Wall Street’s watchdog smacked Merrill Lynch with an $8 million fine on Monday, claiming the brokerage firm failed to waive mutual fund fees for various charities and retirement accounts.
According to FINRA, many mutual funds waive their upfront sales charges for retirement accounts and some waive these charges for charities. But from January 2006 through December 2011, Merrill Lynch failed to apply these waivers to eligible accounts, even though most of the funds available on the firm’s retail platform offered these incentives, according to the regulator’s complaint.
While many customers should have been able to purchase Class A shares in many funds without a sales charge, Merrill allegedly sold the mutual funds with a front-end sales charge or sold Class B and C shares with back-end sales charges and higher ongoing fees and expenses.

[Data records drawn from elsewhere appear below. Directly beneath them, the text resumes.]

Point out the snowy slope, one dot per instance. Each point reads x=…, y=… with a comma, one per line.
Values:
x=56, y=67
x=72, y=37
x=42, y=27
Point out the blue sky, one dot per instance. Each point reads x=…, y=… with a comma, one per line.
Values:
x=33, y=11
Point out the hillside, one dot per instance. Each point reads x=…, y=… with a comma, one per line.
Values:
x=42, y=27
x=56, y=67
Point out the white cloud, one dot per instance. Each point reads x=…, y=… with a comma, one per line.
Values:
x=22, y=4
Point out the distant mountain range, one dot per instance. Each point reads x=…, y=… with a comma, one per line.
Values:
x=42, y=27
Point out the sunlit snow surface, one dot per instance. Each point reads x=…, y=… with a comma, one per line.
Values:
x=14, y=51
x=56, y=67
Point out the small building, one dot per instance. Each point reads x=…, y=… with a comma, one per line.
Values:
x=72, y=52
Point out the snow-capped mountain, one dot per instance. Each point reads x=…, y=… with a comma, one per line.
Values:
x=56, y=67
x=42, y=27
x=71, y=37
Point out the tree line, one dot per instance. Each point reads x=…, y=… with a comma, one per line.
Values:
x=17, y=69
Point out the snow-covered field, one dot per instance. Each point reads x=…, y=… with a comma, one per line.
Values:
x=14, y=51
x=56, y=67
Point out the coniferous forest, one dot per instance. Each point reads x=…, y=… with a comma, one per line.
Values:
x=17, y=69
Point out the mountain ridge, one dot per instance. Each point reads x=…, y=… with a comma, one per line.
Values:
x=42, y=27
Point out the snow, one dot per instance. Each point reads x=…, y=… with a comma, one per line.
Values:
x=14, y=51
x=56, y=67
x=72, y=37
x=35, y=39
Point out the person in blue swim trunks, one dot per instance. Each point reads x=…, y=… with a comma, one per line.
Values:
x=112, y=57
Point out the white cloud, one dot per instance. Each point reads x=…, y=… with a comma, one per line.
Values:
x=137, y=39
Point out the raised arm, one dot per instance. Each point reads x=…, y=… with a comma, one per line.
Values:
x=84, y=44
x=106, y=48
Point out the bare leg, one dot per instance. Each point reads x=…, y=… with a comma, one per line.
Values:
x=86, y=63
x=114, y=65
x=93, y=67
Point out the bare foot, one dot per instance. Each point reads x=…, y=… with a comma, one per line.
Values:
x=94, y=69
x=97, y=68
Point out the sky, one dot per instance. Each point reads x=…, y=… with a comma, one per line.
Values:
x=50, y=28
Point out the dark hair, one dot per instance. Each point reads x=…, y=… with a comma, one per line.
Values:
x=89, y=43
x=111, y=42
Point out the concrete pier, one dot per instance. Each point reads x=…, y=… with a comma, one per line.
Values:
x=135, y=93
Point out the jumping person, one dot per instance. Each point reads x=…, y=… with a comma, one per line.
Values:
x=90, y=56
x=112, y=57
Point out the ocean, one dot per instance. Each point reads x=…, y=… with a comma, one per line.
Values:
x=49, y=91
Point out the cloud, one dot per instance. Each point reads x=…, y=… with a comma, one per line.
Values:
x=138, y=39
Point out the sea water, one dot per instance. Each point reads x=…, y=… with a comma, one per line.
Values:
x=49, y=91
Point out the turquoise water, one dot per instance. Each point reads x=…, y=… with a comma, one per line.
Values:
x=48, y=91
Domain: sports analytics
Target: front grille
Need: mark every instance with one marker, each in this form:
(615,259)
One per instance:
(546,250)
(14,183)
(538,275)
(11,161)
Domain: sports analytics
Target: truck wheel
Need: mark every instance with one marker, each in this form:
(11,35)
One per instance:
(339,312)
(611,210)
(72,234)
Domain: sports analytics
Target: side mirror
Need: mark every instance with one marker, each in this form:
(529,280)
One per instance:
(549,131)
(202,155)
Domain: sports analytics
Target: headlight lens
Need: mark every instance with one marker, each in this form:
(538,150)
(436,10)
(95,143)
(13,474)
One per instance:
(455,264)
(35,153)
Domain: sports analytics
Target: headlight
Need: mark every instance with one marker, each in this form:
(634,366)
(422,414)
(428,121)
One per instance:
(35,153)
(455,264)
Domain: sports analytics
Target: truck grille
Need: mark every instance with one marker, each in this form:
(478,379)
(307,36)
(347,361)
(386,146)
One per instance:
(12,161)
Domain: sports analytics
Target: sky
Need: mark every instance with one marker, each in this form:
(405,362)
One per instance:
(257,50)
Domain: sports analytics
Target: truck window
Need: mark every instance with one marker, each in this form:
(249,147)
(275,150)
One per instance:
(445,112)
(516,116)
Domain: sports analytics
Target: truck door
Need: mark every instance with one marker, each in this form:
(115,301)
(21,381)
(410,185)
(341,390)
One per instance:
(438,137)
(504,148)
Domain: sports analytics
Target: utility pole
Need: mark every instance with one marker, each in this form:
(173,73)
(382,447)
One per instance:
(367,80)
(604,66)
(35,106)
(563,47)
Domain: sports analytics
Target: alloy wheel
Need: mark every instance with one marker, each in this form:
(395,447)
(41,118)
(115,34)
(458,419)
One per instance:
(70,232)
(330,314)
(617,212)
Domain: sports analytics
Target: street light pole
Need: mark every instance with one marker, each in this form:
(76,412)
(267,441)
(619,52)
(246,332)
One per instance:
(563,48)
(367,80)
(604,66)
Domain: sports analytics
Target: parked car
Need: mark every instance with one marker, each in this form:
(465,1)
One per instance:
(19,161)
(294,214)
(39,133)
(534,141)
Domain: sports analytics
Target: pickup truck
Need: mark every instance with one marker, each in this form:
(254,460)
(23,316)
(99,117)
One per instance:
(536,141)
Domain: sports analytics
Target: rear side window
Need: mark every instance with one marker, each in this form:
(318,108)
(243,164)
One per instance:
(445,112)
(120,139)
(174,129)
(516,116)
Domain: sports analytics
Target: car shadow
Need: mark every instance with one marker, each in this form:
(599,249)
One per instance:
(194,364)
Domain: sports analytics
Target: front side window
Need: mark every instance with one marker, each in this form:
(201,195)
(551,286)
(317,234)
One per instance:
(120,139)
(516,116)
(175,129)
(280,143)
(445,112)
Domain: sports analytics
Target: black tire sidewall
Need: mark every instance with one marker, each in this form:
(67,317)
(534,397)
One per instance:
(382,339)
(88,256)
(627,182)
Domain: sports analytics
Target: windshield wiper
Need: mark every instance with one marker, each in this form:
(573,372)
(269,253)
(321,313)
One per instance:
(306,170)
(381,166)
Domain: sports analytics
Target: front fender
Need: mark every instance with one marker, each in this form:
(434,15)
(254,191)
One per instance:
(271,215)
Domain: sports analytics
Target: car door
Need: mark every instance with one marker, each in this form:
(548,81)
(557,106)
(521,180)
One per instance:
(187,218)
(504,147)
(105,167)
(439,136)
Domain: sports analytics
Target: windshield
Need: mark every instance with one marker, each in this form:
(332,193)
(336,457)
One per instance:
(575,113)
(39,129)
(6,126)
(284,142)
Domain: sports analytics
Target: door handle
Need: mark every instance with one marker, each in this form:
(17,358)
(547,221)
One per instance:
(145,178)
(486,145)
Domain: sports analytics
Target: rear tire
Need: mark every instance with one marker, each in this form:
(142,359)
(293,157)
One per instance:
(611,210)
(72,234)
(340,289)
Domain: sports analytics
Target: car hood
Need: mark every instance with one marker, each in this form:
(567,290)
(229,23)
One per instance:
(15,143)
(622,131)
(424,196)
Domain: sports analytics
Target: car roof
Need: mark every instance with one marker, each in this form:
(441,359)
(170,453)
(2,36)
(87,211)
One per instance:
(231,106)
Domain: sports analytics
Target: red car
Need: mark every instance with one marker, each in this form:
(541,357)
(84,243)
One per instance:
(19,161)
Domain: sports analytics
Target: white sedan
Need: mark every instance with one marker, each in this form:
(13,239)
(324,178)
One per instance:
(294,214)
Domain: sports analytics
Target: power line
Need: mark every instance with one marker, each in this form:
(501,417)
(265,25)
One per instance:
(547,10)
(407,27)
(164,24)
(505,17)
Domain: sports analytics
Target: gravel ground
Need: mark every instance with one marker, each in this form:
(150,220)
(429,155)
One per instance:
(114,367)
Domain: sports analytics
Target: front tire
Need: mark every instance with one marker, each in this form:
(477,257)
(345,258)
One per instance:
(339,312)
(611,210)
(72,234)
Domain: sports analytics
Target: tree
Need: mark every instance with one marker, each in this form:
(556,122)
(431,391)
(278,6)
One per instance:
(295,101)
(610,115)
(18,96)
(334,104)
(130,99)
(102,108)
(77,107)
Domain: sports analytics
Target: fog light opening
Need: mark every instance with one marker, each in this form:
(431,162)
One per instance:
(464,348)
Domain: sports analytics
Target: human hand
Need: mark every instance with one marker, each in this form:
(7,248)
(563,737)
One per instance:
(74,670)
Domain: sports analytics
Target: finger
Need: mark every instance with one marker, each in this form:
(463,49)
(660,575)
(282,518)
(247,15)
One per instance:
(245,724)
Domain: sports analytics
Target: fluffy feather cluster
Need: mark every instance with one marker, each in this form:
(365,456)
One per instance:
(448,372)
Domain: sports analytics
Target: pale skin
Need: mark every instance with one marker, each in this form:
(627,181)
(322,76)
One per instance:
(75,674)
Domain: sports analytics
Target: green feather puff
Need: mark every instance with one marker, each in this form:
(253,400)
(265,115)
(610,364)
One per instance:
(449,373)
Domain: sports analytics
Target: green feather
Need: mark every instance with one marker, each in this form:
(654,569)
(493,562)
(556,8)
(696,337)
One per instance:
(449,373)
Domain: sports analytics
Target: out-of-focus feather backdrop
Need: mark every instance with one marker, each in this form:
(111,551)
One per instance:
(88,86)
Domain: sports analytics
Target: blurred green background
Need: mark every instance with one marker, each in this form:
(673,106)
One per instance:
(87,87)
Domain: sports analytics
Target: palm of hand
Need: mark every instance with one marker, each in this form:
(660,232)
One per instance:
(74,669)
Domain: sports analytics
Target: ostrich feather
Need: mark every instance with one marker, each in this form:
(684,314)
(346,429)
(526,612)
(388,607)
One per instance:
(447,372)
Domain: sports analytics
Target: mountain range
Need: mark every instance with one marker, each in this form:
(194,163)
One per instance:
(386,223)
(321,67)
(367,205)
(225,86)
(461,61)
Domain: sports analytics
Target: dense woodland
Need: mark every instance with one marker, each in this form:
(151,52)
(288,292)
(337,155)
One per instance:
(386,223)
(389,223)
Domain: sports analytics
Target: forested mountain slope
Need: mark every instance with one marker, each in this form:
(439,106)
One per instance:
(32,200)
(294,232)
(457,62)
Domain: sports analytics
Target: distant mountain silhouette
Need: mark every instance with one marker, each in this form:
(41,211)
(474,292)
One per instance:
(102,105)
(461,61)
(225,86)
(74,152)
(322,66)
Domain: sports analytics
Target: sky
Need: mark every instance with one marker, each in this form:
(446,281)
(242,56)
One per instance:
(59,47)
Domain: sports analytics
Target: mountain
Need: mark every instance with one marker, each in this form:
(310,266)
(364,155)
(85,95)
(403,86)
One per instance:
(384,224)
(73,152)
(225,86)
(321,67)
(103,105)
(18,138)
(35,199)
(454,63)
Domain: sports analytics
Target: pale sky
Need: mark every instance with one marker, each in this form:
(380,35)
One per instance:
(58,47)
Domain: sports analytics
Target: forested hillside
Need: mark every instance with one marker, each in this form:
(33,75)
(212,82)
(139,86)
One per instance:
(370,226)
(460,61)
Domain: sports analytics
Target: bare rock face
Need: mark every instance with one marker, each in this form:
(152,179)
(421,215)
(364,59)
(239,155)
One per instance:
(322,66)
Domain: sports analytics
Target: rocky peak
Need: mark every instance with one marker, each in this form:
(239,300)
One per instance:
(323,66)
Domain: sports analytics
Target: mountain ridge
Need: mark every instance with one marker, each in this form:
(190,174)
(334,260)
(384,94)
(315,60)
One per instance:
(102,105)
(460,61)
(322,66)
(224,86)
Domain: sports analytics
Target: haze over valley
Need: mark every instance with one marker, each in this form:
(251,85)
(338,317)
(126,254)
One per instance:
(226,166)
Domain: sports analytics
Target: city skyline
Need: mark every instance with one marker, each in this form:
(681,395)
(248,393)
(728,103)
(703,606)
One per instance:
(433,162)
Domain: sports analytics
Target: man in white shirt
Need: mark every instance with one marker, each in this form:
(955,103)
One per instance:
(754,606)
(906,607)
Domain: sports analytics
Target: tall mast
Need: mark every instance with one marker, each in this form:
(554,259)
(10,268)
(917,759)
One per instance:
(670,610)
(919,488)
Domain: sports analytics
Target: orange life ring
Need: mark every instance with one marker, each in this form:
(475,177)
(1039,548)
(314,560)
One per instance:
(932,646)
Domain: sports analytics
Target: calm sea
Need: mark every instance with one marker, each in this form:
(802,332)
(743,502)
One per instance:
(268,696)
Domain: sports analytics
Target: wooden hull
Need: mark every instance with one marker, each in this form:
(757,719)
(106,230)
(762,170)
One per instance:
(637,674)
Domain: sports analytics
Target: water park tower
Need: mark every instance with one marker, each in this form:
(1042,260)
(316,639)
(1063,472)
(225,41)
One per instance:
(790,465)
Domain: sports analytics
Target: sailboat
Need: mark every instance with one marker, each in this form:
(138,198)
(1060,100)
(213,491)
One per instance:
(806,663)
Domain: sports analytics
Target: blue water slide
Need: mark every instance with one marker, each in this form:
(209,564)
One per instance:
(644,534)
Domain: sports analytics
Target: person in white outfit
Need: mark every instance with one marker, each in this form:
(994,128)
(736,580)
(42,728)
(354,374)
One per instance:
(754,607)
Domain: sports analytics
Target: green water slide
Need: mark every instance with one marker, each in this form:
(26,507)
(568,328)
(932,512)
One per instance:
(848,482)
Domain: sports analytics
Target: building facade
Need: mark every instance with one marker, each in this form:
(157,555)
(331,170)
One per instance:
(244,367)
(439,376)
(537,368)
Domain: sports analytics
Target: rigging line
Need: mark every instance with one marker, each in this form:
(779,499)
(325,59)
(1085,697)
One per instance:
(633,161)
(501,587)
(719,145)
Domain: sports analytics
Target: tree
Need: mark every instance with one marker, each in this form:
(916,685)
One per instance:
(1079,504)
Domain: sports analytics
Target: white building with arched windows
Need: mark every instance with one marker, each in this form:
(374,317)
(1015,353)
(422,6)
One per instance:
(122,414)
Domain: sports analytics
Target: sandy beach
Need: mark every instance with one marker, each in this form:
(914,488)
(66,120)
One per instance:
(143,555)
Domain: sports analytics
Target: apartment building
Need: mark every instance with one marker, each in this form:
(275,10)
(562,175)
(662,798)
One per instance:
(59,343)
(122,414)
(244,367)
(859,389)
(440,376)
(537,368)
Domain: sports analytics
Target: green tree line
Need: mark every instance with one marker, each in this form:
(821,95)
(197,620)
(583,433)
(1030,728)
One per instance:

FINRA claims Merrill Lynch discovered the error in 2006, but buried the problem, failing to tell its sales force or customers that certain retirement accounts were eligible for these waivers. Further, the firm failed to report the oversight issue to the regulator until November 2011. FINRA claims the brokerage’s error affected 41,000 small business retirement accounts and 6,800 accounts of charitable institutions and 403(b) retirement accounts that were affected.
FINRA also found that Merrill Lynch, relied on its financial advisors to waive the fees, even though the firm’s supervisory procedures failed to provide adequate guidance on the issue.
"Merrill Lynch failed to offer available waivers to customers, including small business retirement accounts and charitable organizations,” Brad Bennett FINRA's executive vice president and chief of enforcement said in a statement Monday.” FINRA's commitment to investor protection is highlighted by the significant restitution component of this settlement, which reinforces that investors must be able to trust that their brokerage firm will offer the lowest-cost share classes available to them. When firms fail to do so, we will take appropriate action."
In addition to the $8 million fine, FINRA ordered Merrill Lynch to pay $24.4 million in restitution to affected clients on top of the $64.8 million the firm has already repaid to investors. The firm consented to the settlement, neither admitting nor denying the charges.
“Following Bank of America’s acquisition of Merrill Lynch, we concluded that certain Merrill Lynch clients did not receive fee waivers for which they were eligible when purchasing some mutual funds,” spokesman Bill Halldin said in a statement Monday, saying the firm notified FINRA about the findings and voluntarily began making refunds to affected clients. Bank of America acquired Merrill Lynch in 2008.
Halldin also noted “the discrepancies were principally in certain types of retirement accounts, not individual brokerage accounts or IRAs.”